Likewise the pain of labour. If I had a dog and it went through the same pain as my wife did giving birth, I would have shot it. And if you’ve seen a dog or a cat or a horse give birth, it’s all pretty much a non event as dicomfort goes. So no, that sort of pain is bad design (although if you know enough about our pre history and developing an upright gait and an increased head size to allow for a larger brain, then you know it wasn’t designed in the first place).

So everything looks exactly like it wasn’t designed (unless the designer is a sadist) so If There Were No God we would end up living in a world exactly like this one. And no-one to blame except the vagaries of the evolutionary process.


If you stay within arms length, you may even get to experience some of that useful pain yourself.


No, you’re just trying to move the goalposts here because you started with “toothache” and apparently don’t know a lot about those. Which is fine - we live in an age where access to dentistry has been available to most ppl for half a century.

My 2nd eldest sister is a dentist and her husband is an oral-maxillofacial surgeon. Perhaps they might log on and explain to you the dangers.

Only to the uneducated. I say that as gently and sincerely as possible.

Fools derive truth from the “Duck Principle”. It’s a tool for beginning your analysis; not ending it. If you persist in disagreement - your loss. Truly.

Then if you’re going to critique Catholic views, you should probably learn about them first so you actually know what you’re doing.

I find my power to do good to be quite sufficient.

More opinions dressed as facts? A habit of yours, I’m seeing…

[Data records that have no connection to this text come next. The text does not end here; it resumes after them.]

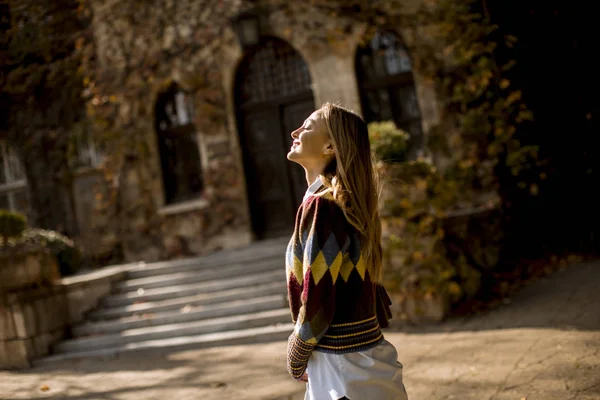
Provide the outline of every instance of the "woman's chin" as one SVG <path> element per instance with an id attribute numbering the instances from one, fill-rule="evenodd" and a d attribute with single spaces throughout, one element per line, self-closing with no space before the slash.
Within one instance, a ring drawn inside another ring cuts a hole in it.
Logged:
<path id="1" fill-rule="evenodd" d="M 298 164 L 300 163 L 300 157 L 294 150 L 290 150 L 289 153 L 287 153 L 287 159 Z"/>

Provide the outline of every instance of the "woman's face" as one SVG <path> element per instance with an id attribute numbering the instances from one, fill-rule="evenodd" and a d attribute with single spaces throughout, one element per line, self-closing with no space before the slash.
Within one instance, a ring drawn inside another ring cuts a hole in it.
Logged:
<path id="1" fill-rule="evenodd" d="M 324 167 L 333 157 L 331 140 L 321 110 L 313 112 L 291 135 L 294 142 L 287 155 L 288 160 L 303 167 L 321 164 Z"/>

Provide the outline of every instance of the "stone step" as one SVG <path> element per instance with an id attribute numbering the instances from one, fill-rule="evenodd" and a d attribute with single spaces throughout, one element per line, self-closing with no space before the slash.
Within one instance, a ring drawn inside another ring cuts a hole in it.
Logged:
<path id="1" fill-rule="evenodd" d="M 213 253 L 207 256 L 169 260 L 143 264 L 127 273 L 129 279 L 145 278 L 154 275 L 165 275 L 176 272 L 216 268 L 233 264 L 256 264 L 264 260 L 279 259 L 283 265 L 286 242 L 281 239 L 270 242 L 268 246 L 256 245 L 244 250 Z"/>
<path id="2" fill-rule="evenodd" d="M 148 340 L 137 343 L 128 343 L 121 346 L 97 349 L 91 351 L 69 352 L 56 354 L 33 361 L 34 366 L 52 365 L 65 360 L 86 358 L 111 358 L 128 353 L 158 352 L 191 350 L 205 347 L 226 345 L 254 344 L 285 340 L 293 331 L 291 323 L 277 324 L 259 328 L 249 328 L 227 332 L 207 333 L 195 336 L 172 337 L 168 339 Z"/>
<path id="3" fill-rule="evenodd" d="M 101 305 L 117 307 L 141 302 L 158 301 L 197 294 L 213 293 L 222 290 L 250 287 L 263 283 L 285 282 L 285 269 L 262 272 L 254 275 L 241 275 L 237 278 L 226 278 L 202 283 L 167 286 L 156 289 L 140 289 L 132 292 L 113 294 L 102 299 Z"/>
<path id="4" fill-rule="evenodd" d="M 251 299 L 273 294 L 286 295 L 285 283 L 275 282 L 256 286 L 234 288 L 216 293 L 204 293 L 193 296 L 178 297 L 174 299 L 149 301 L 146 303 L 101 308 L 87 315 L 92 321 L 110 320 L 115 318 L 131 317 L 141 314 L 155 314 L 169 310 L 179 310 L 186 306 L 206 306 L 228 301 Z"/>
<path id="5" fill-rule="evenodd" d="M 144 316 L 134 316 L 102 322 L 88 322 L 73 328 L 75 337 L 105 335 L 122 332 L 128 329 L 176 324 L 201 319 L 219 318 L 246 313 L 284 308 L 287 305 L 285 296 L 271 295 L 259 298 L 238 300 L 210 306 L 190 307 L 177 311 L 166 311 Z"/>
<path id="6" fill-rule="evenodd" d="M 261 326 L 287 322 L 290 322 L 289 308 L 279 308 L 275 310 L 261 311 L 258 313 L 244 315 L 233 315 L 208 320 L 183 322 L 179 324 L 128 329 L 119 332 L 118 334 L 71 339 L 54 346 L 54 352 L 68 353 L 96 350 L 122 346 L 124 344 L 133 342 L 257 328 Z"/>
<path id="7" fill-rule="evenodd" d="M 220 268 L 203 268 L 187 272 L 174 272 L 165 275 L 152 275 L 145 278 L 129 279 L 115 285 L 116 293 L 125 293 L 132 290 L 154 289 L 165 286 L 181 285 L 186 283 L 204 282 L 224 279 L 244 274 L 283 270 L 285 263 L 282 257 L 269 258 L 250 264 L 234 264 Z"/>

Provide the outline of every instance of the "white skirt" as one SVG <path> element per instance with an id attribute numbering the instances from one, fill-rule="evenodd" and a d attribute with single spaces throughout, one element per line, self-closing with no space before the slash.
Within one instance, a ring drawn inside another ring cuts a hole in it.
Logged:
<path id="1" fill-rule="evenodd" d="M 304 400 L 408 400 L 398 352 L 387 340 L 355 353 L 313 351 L 306 372 Z"/>

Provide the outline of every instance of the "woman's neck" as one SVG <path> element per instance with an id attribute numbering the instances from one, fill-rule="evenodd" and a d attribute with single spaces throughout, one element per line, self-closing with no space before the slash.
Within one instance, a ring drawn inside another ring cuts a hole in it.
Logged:
<path id="1" fill-rule="evenodd" d="M 319 175 L 323 175 L 331 160 L 332 157 L 324 157 L 323 159 L 310 163 L 309 165 L 301 164 L 304 168 L 304 172 L 306 173 L 306 183 L 308 186 L 312 185 Z"/>
<path id="2" fill-rule="evenodd" d="M 313 182 L 317 180 L 319 175 L 323 173 L 323 169 L 309 170 L 305 168 L 304 170 L 306 171 L 306 183 L 308 184 L 308 186 L 312 185 Z"/>

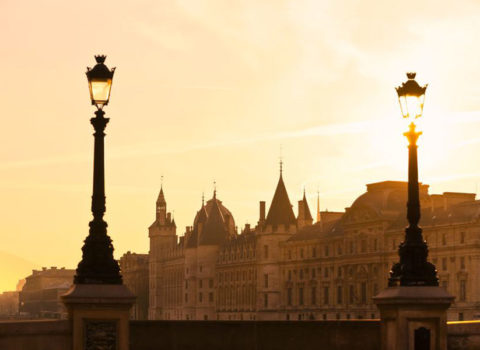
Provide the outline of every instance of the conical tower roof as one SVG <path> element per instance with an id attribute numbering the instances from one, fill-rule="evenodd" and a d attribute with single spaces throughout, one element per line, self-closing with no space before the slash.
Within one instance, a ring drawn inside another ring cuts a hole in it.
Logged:
<path id="1" fill-rule="evenodd" d="M 160 193 L 158 194 L 157 204 L 167 204 L 165 201 L 165 195 L 163 194 L 163 186 L 160 187 Z"/>
<path id="2" fill-rule="evenodd" d="M 196 246 L 198 246 L 198 241 L 199 241 L 198 237 L 200 235 L 199 224 L 202 224 L 202 231 L 204 231 L 205 230 L 204 227 L 207 222 L 207 219 L 208 219 L 207 209 L 205 208 L 205 205 L 202 203 L 202 207 L 200 208 L 200 210 L 198 211 L 195 217 L 193 231 L 187 241 L 187 248 L 195 248 Z"/>
<path id="3" fill-rule="evenodd" d="M 304 217 L 302 219 L 304 220 L 312 220 L 312 213 L 310 213 L 310 208 L 308 207 L 308 202 L 307 202 L 307 196 L 305 195 L 305 190 L 303 190 L 303 208 L 304 208 Z"/>
<path id="4" fill-rule="evenodd" d="M 273 195 L 272 204 L 268 210 L 267 225 L 295 225 L 295 214 L 293 213 L 292 204 L 288 198 L 287 189 L 283 183 L 282 173 L 278 180 L 277 189 Z"/>

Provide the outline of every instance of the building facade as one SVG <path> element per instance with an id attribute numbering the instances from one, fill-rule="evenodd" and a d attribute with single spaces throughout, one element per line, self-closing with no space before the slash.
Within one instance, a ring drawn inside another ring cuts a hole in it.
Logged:
<path id="1" fill-rule="evenodd" d="M 130 251 L 123 254 L 119 261 L 123 283 L 135 294 L 136 300 L 130 309 L 132 320 L 148 319 L 148 254 L 136 254 Z"/>
<path id="2" fill-rule="evenodd" d="M 450 320 L 480 318 L 480 201 L 430 195 L 420 186 L 423 234 L 440 285 L 456 296 Z M 149 228 L 149 319 L 313 320 L 378 318 L 372 297 L 387 286 L 404 237 L 407 183 L 367 185 L 345 212 L 294 215 L 282 175 L 268 213 L 237 233 L 214 193 L 183 236 L 163 189 Z M 146 264 L 146 263 L 145 263 Z"/>

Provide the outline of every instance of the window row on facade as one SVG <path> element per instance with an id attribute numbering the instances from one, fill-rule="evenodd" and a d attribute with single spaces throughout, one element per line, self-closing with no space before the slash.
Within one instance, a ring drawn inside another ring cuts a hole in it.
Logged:
<path id="1" fill-rule="evenodd" d="M 377 283 L 360 282 L 357 284 L 337 285 L 332 291 L 330 286 L 287 288 L 285 304 L 292 306 L 319 306 L 319 305 L 367 305 L 371 304 L 371 297 L 378 294 Z M 333 293 L 335 293 L 333 295 Z M 333 297 L 335 299 L 333 299 Z"/>
<path id="2" fill-rule="evenodd" d="M 440 239 L 435 239 L 436 236 L 440 236 Z M 466 243 L 466 232 L 461 231 L 458 233 L 458 238 L 454 239 L 459 244 Z M 429 246 L 446 246 L 447 242 L 450 242 L 449 235 L 447 233 L 441 234 L 425 234 Z M 380 241 L 379 238 L 362 238 L 356 237 L 349 240 L 342 240 L 337 243 L 317 244 L 315 246 L 285 246 L 284 258 L 285 260 L 298 260 L 298 259 L 315 259 L 322 257 L 341 256 L 344 254 L 357 254 L 357 253 L 374 253 L 379 251 L 397 250 L 399 244 L 403 240 L 403 233 L 399 232 L 395 237 L 384 238 Z M 440 242 L 438 242 L 440 240 Z M 382 248 L 380 245 L 384 244 Z"/>

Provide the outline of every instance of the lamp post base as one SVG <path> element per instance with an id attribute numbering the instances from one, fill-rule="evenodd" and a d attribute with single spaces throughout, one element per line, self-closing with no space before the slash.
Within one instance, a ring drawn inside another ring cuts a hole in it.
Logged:
<path id="1" fill-rule="evenodd" d="M 380 310 L 382 350 L 446 350 L 447 309 L 441 287 L 390 287 L 373 297 Z"/>
<path id="2" fill-rule="evenodd" d="M 125 285 L 74 284 L 62 301 L 72 322 L 72 350 L 129 349 L 135 296 Z"/>

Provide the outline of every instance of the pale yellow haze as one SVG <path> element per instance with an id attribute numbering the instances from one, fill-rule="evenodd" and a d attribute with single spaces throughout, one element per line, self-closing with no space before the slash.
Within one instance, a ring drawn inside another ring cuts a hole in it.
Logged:
<path id="1" fill-rule="evenodd" d="M 0 290 L 80 260 L 95 54 L 117 67 L 104 110 L 118 258 L 148 252 L 162 175 L 180 234 L 214 180 L 237 225 L 255 224 L 281 146 L 295 207 L 304 187 L 312 210 L 317 189 L 322 210 L 343 210 L 367 183 L 406 180 L 407 71 L 429 84 L 420 181 L 475 192 L 479 18 L 478 0 L 0 0 Z"/>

Oh? You get to frame my views for me? :thinking:
Do I get to frame your views for you, as turnabout is fair play?

(of course not, in case you didn’t know the answer)

Unless that someone found the curtailing of moral agency to be a greater evil than the attack itself.

Oh? Allowing a thief to run past me is as bad as performing the theft itself? The law itself seems to disagree…

It seems your understanding of the “Duck Principle” isn’t the only thing that could use some reconsideration.


I don’t see why that example of pain is “bad”. It simply “is”.


I have the understanding that extractions are nearly as old as the agriculture that largely necessitated them.

The assumption there is “I have an idea of what the designer would/should have otherwise done”, which is a little difficult for me to accept on face-value - especially from someone who doesn’t think such a designer exists.

Now I’ll accept “what I would have otherwise done”. But that’s not hardly the same thing.

How often do you disagree with the rationale of a spouse? But, for some reason, a disagreement about the perceived rationale of a creator gives support for the notion it isn’t there?